Exp Cell Res. 2005 Oct 1;309(2):273-83. doi: 10.1016/j.yexcr.2005.06.008.
The integrin alphavbeta6, a receptor for fibronectin, vitronectin, tenascin and TGF-beta latency-associated peptide (LAP), is not detectable on normal oral epithelium but is neo-expressed in oral squamous cell carcinomas (OSCC) and epithelial dysplasia. Previously it has been shown that alphavbeta6 integrin can up-regulate MMP-3 and -9 expression in OSCC cells. Using beta6-transfected and control OSCC cells we demonstrate that alphavbeta6 integrin down-regulates MMP-13 expression at both mRNA and protein level. Although expressing less MMP-13, beta6-transfected cells were found to have similar collagenolytic activity as control cells and invade at similar levels through type I collagen. Growth of the tumour cells in organotypic culture and confocal microscopy confirmed low levels of MMP-13 in cells with high alphavbeta6 expression. Furthermore, human squamous cell carcinomas of the tongue with high expression of alphavbeta6 showed lower MMP-13 levels than carcinomas with low levels of alphavbeta6. Our results suggest that alphavbeta6 down-regulates MMP-13 expression in OSCC cells and that MMP-13 is not essential for the degradation of type I collagen by OSCC cells.
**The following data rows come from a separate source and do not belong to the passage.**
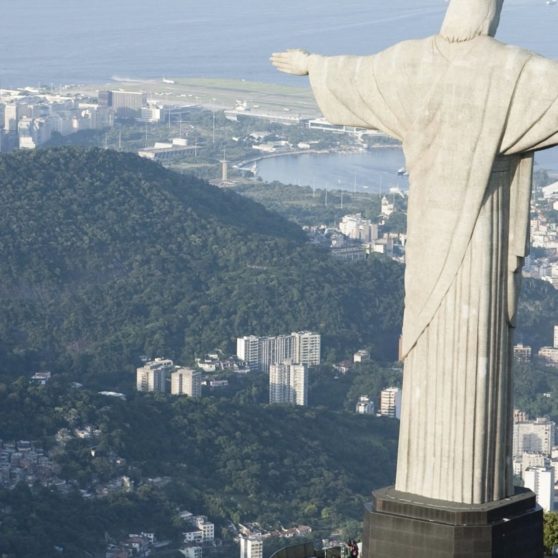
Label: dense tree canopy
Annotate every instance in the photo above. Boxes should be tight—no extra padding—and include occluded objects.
[0,148,402,384]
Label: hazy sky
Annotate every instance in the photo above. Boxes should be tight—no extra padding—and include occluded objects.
[0,0,558,85]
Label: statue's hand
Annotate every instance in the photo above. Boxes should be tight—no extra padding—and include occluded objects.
[270,48,310,76]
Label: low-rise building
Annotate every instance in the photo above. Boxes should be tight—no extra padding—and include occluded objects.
[523,467,554,512]
[355,395,375,415]
[240,535,263,558]
[174,367,205,397]
[513,418,556,457]
[136,358,174,393]
[380,387,401,419]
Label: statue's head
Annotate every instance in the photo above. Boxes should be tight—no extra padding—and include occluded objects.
[440,0,504,42]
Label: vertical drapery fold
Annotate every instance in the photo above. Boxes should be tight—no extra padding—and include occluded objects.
[396,157,519,504]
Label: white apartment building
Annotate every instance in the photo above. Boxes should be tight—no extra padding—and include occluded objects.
[236,331,321,372]
[136,358,174,393]
[513,343,532,362]
[523,467,554,512]
[353,349,370,364]
[195,515,215,542]
[240,535,263,558]
[380,387,401,419]
[513,418,556,456]
[236,335,260,370]
[269,362,308,405]
[339,213,378,242]
[538,347,558,364]
[513,453,551,477]
[182,529,203,544]
[381,196,395,217]
[4,103,21,132]
[355,395,374,415]
[171,367,205,397]
[291,331,321,366]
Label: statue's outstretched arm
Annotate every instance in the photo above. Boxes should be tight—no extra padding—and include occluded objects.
[270,48,310,76]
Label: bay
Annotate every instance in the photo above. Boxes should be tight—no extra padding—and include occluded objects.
[256,148,408,193]
[0,0,558,87]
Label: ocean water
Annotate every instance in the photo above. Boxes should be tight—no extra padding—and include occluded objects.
[0,0,558,87]
[0,0,558,178]
[256,148,409,193]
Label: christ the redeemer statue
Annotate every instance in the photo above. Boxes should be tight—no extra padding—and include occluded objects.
[272,0,558,504]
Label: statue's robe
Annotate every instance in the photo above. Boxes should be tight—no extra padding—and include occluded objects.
[309,36,558,503]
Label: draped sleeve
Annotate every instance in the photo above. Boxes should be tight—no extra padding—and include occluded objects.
[309,54,410,139]
[500,55,558,155]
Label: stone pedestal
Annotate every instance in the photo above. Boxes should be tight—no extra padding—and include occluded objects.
[363,488,544,558]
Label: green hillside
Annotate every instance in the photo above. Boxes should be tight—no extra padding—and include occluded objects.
[0,378,398,558]
[0,148,402,377]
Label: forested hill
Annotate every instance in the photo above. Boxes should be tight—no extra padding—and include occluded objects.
[0,148,402,376]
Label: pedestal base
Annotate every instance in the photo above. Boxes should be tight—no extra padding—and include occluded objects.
[363,488,544,558]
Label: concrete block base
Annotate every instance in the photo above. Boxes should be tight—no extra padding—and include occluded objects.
[362,488,544,558]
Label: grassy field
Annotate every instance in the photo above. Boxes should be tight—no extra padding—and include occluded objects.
[68,78,320,118]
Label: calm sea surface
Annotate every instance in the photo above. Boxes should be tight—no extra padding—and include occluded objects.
[0,0,558,178]
[0,0,558,86]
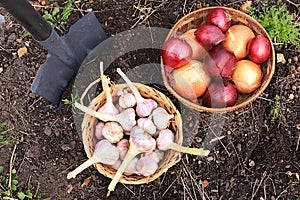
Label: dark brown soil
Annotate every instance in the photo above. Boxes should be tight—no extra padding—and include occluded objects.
[0,0,300,200]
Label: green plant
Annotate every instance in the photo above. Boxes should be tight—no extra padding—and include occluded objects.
[0,166,50,200]
[0,122,19,146]
[270,95,286,124]
[250,0,300,51]
[43,0,73,32]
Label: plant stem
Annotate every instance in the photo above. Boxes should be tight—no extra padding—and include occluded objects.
[168,143,210,156]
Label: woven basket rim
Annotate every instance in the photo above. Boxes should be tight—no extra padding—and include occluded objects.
[82,83,183,184]
[161,6,275,113]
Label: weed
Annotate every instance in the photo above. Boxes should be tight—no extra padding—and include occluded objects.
[43,0,73,32]
[270,95,286,124]
[0,166,50,200]
[250,0,300,51]
[0,122,19,146]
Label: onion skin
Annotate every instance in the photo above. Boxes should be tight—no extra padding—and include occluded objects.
[205,8,231,32]
[172,60,210,100]
[203,45,237,77]
[162,38,193,68]
[182,29,210,60]
[222,24,255,60]
[247,35,271,63]
[202,80,238,108]
[195,25,226,46]
[232,60,263,94]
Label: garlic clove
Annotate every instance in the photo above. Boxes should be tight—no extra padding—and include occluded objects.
[102,122,124,143]
[137,118,156,136]
[152,107,174,130]
[95,121,104,140]
[124,157,139,175]
[136,156,158,176]
[156,129,174,151]
[117,139,129,160]
[136,99,157,117]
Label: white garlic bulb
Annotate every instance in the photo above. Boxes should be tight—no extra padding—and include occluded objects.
[117,138,129,160]
[102,122,124,143]
[136,156,158,176]
[152,107,174,130]
[137,115,156,136]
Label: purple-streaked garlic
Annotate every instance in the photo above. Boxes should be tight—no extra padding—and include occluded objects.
[117,139,129,160]
[136,156,158,176]
[119,92,136,108]
[152,107,174,130]
[156,129,210,156]
[67,140,119,179]
[95,121,104,140]
[124,157,139,175]
[137,115,156,136]
[98,62,119,116]
[145,150,165,163]
[107,126,156,195]
[74,102,136,131]
[117,68,157,117]
[102,122,124,143]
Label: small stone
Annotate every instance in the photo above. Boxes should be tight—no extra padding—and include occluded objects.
[249,160,255,167]
[44,126,51,136]
[289,94,295,100]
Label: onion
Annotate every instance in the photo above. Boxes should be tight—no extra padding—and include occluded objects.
[195,25,226,46]
[222,24,255,60]
[205,8,231,32]
[232,60,263,94]
[162,38,193,68]
[202,81,238,108]
[182,29,210,60]
[172,60,210,100]
[203,45,236,77]
[247,35,271,63]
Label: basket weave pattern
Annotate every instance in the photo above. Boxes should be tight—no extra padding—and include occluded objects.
[161,6,275,112]
[81,83,183,184]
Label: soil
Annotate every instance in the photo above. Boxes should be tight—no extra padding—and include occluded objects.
[0,0,300,200]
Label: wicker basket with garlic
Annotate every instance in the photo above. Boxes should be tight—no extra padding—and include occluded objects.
[68,63,209,195]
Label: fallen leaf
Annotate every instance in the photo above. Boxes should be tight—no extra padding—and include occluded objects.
[202,180,209,188]
[18,47,27,58]
[240,1,252,13]
[81,176,92,187]
[276,53,286,64]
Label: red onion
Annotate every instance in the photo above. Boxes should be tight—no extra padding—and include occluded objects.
[247,35,271,63]
[195,25,226,46]
[202,81,238,108]
[162,38,193,68]
[203,45,237,77]
[205,8,231,32]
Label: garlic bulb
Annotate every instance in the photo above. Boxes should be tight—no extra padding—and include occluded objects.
[74,102,136,131]
[156,129,174,151]
[137,115,156,136]
[119,92,136,108]
[152,107,174,130]
[136,156,158,176]
[124,158,139,175]
[102,122,124,143]
[107,126,156,195]
[117,139,129,160]
[98,62,119,115]
[95,121,104,140]
[67,140,119,179]
[117,68,157,117]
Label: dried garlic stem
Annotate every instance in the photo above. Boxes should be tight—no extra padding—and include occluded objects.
[168,143,210,156]
[117,68,144,102]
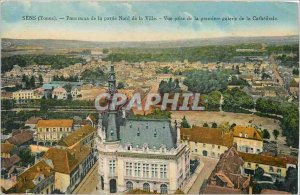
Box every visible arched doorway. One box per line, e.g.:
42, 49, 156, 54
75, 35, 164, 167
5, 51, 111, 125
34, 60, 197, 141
126, 181, 133, 192
143, 183, 150, 192
109, 179, 117, 193
100, 176, 104, 190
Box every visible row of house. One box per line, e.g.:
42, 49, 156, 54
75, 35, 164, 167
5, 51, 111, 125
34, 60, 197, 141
12, 81, 80, 102
181, 126, 297, 178
1, 124, 98, 194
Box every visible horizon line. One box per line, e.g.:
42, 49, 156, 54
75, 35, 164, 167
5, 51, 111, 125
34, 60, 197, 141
1, 34, 300, 43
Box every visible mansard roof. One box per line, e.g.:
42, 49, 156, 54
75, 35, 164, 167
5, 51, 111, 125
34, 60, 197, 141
120, 119, 176, 149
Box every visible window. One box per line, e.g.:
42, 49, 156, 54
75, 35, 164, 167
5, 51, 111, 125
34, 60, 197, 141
143, 164, 149, 178
134, 163, 141, 177
143, 183, 150, 192
126, 162, 132, 176
160, 184, 168, 194
109, 160, 116, 175
151, 164, 158, 178
126, 181, 133, 191
160, 165, 167, 178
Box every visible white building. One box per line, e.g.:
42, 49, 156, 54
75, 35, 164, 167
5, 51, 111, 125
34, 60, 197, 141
52, 87, 68, 100
97, 66, 190, 194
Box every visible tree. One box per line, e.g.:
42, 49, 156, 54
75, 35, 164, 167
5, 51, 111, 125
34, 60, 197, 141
285, 167, 298, 194
64, 83, 72, 92
39, 75, 44, 86
293, 68, 299, 75
183, 70, 229, 94
181, 116, 191, 128
261, 72, 271, 80
211, 122, 218, 128
19, 148, 34, 166
253, 167, 265, 181
67, 93, 72, 100
263, 129, 270, 139
273, 129, 279, 140
117, 82, 125, 89
29, 76, 35, 89
102, 48, 109, 54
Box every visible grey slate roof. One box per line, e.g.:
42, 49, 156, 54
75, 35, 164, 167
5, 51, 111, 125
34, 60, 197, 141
120, 119, 176, 149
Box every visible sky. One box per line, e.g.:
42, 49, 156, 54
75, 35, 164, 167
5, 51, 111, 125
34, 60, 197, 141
0, 1, 299, 42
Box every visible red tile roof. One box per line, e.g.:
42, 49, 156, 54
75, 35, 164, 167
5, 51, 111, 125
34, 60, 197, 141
25, 116, 42, 124
260, 189, 290, 194
7, 130, 33, 146
9, 161, 53, 193
43, 144, 91, 174
180, 127, 233, 147
239, 152, 298, 167
57, 125, 96, 147
37, 119, 73, 128
233, 126, 262, 141
1, 143, 15, 154
203, 185, 243, 194
1, 154, 21, 169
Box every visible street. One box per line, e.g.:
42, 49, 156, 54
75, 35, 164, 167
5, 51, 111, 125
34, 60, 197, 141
73, 161, 99, 194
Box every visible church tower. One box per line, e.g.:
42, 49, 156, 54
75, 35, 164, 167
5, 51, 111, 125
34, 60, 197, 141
105, 65, 119, 142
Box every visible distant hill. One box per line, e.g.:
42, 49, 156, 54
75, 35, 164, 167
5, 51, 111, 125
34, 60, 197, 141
2, 35, 299, 52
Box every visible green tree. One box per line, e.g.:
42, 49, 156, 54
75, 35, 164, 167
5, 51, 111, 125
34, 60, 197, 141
273, 129, 279, 140
285, 167, 298, 194
181, 116, 191, 128
39, 75, 44, 86
263, 129, 270, 139
102, 48, 109, 54
19, 147, 34, 166
29, 76, 35, 89
253, 167, 265, 181
117, 82, 125, 89
183, 70, 229, 94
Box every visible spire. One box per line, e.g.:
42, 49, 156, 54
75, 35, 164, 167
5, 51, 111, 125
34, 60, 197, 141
105, 65, 119, 142
108, 64, 117, 95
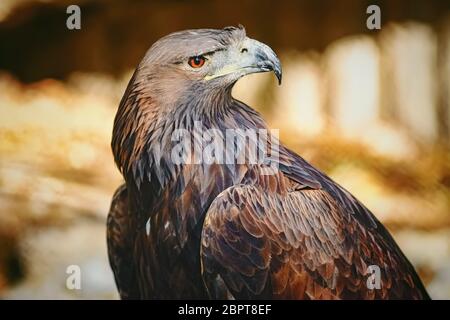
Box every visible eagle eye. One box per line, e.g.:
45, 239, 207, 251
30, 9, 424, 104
188, 56, 206, 69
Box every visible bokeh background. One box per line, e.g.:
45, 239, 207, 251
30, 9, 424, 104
0, 0, 450, 299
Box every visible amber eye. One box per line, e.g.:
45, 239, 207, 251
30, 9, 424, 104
188, 56, 206, 68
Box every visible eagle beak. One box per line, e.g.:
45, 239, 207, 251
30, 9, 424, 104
204, 38, 282, 84
241, 38, 282, 84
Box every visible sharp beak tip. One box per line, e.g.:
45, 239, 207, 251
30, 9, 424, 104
274, 70, 282, 86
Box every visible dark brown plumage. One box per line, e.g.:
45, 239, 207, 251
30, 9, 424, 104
107, 27, 428, 299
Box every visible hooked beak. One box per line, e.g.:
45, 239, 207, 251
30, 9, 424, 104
205, 38, 282, 84
241, 39, 282, 85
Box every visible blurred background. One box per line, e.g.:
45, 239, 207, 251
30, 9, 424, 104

整合素αvβ6是纤连蛋白、玻连蛋白、肌腱蛋白和转化生长因子β潜伏相关肽(LAP)的受体,在正常口腔上皮中无法检测到,但在口腔鳞状细胞癌(OSCC)和上皮发育异常中重新表达。此前已表明,αvβ6整合素可上调OSCC细胞中基质金属蛋白酶-3(MMP-3)和基质金属蛋白酶-9(MMP-9)的表达。使用转染β6的OSCC细胞和对照OSCC细胞,我们证明αvβ6整合素在mRNA和蛋白质水平上均下调MMP-13的表达。尽管转染β6的细胞表达的MMP-13较少,但发现其胶原分解活性与对照细胞相似,并且通过I型胶原的侵袭水平也相似。肿瘤细胞在器官型培养中的生长和共聚焦显微镜检查证实,αvβ6高表达的细胞中MMP-13水平较低。此外,αvβ6高表达的人类舌鳞状细胞癌显示出比αvβ6低表达的癌更低的MMP-13水平。我们的结果表明,αvβ6在OSCC细胞中下调MMP-13的表达,并且MMP-13对于OSCC细胞降解I型胶原并非必不可少。